A Tyson spokesman has declined to respond to the accusation, but said that the company did not prohibit grinders from testing and that some of its customers did conduct some of their own testing, beyond the testing that Tyson performs.
The report by The Times focused on the hamburger patties that precipitated one of the 16 outbreaks of E. coli O157:H7 since 2007, and the injuries suffered by a children’s dance instructor, Stephanie Smith, now 22. While most E. coli victims recover, Ms. Smith developed kidney and brain injuries, and emerged from a coma partly paralyzed.
In a statement this week, Cargill, the food giant that made the hamburger eaten by Ms. Smith, said it was committed to continuous improvements in food safety. “Our hearts go out to Ms. Smith and her family, as well as the others whose lives have been so affected by O157:H7,” Cargill said.

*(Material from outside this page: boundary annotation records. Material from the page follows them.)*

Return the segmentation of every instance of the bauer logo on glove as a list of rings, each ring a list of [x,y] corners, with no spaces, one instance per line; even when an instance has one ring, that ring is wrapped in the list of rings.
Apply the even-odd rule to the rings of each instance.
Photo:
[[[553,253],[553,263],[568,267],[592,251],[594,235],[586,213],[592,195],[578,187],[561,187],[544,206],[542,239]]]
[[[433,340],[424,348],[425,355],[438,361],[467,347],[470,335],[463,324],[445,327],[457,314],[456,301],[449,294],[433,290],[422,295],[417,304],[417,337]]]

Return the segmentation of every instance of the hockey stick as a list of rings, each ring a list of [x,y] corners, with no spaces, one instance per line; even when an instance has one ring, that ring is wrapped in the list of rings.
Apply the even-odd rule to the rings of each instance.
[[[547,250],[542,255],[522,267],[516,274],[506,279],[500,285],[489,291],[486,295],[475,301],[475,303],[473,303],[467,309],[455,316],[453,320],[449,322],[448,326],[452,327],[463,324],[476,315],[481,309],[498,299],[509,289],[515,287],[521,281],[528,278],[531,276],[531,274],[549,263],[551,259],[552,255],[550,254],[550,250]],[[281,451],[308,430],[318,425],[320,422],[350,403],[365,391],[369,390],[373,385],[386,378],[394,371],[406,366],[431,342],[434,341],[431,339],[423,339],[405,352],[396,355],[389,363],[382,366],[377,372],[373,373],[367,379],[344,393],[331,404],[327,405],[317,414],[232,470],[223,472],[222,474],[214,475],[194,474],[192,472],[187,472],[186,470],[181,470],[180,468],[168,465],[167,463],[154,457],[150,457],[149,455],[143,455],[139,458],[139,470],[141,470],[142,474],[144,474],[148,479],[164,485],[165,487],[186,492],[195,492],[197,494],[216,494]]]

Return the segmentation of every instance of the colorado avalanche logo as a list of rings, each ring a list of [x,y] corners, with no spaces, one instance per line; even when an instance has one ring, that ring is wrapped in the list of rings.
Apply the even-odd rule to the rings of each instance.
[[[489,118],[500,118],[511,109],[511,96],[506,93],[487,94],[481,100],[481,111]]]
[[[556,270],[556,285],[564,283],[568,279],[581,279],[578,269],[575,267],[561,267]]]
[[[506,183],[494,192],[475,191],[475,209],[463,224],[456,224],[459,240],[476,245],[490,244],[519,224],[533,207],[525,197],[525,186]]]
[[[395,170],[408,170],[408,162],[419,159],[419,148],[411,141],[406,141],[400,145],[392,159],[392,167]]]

Like other hamburger grinders, Cargill tests its ground beef for the pathogen only after it mixes trim from multiple suppliers, and Cargill officials told the U.S.D.A. that they could not identify the slaughterhouse that shipped the tainted beef in Ms. Smith’s burger, company and government records showed. Slaughterhouses are viewed as the most likely source of E. coli because the pathogen emerges from fecal matter on hides and in the digestive tracts of cattle.